For an investment of roughly $7o billion over five years, the United States could cut demand by the end of 2015 by over 4 million barrels per day. The “ROI” on that investment of about $14 billion per year? At $86 per barrel (today’s price), that would reduce US oil import costs by over $140 billion. Without considering all the other benefits (being able to invest the money in other productivity, reduced health care costs, etc …), that is a 10 to 1 ROI in terms of the annual costs against improvement in the US balance of payments.
And, that would just be the beginning as the ‘longer-term’ investments would begin to kick in toward the end of the decade. One of the great opportunities to seize? Electrification of rail could cut US demand by over 10 percent, by in the range of 2.5 million barrels / day, while easing connecting wind resources into the grid and making our highways safer and less expensive to maintain by greatly reducing the number of trucks moving around the country. This would have many other economic benefits: imagine being able to move tomatoes from California to New York in 30 hours, reliably, with virtually no petroleum and 100% clean electricity used in the transport process?
And, for cutting into the US oil demand, there is the other side of the equation — efficiency will only take us so far (even though it can go quite far). There are quite a few promising developments in the world of alternative liquid fuels — whether from waste, algae, or otherwise. Targeting 10% of US liquid fuel demand to come from such sources (not corn ethanol or palm oil or …, please) by 2020 seems a clear “Objective” target with 2025 as threshold. Achieving that, combined with increasing electrification of transport and other efficiency measures, would set the United States on a clear path toward eliminating oil from the transportation system by 2035, if not earlier.

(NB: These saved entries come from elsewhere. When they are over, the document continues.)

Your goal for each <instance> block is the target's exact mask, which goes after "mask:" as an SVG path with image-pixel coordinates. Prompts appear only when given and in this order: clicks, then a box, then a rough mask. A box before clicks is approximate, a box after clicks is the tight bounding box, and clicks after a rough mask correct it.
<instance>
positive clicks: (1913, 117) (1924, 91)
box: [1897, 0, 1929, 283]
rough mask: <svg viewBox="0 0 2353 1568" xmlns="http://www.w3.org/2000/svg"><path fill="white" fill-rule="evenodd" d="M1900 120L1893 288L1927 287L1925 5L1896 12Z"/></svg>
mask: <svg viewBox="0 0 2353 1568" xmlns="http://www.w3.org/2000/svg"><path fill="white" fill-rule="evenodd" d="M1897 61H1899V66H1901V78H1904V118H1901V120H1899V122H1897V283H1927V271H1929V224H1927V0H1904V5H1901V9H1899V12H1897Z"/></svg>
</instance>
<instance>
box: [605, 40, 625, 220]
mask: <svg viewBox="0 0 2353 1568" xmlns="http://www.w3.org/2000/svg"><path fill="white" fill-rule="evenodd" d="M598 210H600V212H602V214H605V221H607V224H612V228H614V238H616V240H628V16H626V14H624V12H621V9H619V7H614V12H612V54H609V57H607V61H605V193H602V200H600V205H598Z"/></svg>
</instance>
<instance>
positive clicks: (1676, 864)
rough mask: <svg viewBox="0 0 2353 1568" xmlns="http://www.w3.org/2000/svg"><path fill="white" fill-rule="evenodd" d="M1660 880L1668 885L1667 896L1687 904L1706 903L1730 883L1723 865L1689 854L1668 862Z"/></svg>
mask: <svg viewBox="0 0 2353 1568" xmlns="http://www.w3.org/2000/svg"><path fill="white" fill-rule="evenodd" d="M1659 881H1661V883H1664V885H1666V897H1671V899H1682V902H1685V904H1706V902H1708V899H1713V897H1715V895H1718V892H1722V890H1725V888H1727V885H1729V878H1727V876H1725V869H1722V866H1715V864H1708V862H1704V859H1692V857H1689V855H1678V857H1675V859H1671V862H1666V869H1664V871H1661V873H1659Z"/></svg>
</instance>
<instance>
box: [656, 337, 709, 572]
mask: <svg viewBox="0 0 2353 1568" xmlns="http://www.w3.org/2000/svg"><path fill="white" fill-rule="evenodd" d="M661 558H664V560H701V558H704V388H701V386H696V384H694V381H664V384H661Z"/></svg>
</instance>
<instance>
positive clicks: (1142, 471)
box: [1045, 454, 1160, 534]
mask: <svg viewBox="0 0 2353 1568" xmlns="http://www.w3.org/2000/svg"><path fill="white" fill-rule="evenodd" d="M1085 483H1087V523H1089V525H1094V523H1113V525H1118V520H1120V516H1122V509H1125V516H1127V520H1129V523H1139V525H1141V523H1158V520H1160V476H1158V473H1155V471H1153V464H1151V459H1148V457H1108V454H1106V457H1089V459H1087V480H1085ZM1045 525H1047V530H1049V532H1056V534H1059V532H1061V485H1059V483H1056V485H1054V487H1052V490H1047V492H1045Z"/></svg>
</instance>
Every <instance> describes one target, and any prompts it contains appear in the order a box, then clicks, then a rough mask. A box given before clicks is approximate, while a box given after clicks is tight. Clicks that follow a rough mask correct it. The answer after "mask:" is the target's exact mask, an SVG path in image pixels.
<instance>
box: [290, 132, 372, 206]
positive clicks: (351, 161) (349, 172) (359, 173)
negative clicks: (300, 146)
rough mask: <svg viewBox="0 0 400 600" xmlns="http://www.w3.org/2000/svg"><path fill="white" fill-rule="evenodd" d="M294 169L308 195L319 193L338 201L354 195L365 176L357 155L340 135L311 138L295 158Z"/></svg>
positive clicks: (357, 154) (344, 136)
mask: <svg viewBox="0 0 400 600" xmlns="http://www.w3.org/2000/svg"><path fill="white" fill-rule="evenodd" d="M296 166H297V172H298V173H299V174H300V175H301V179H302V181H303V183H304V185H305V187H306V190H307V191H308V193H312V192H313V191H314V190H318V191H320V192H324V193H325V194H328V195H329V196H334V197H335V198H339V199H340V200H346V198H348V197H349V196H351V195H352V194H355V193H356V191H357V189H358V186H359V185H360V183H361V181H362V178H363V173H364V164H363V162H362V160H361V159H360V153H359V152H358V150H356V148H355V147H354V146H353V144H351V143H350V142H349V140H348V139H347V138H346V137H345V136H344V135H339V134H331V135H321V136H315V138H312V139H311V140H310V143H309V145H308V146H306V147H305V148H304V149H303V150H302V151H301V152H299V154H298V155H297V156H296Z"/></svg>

And, there are all of our non-transportation, non-energy fossil foolish addictions, like plastics. Eliminating plastic bags would cut 2 days off our oil demand. That is an example of something that is achievable virtually overnight (with, let’s say, a 25 cent charge for disposable plastic bags). Perhaps someone should ask Americans to consider this question: Is the destruction of the Gulf Coast really worth the convenience of a plastic bag? Disposable plastic forks? Disposable plastic water bottles? Etc …
In summary …
Targeting ‘2% per year’ sells the economic opportunity short while remaining simply inadequate against the scientific reality that humanity must drive done its emissions as rapidly as possible to reduce the likelihood of catastrophic climate chaos.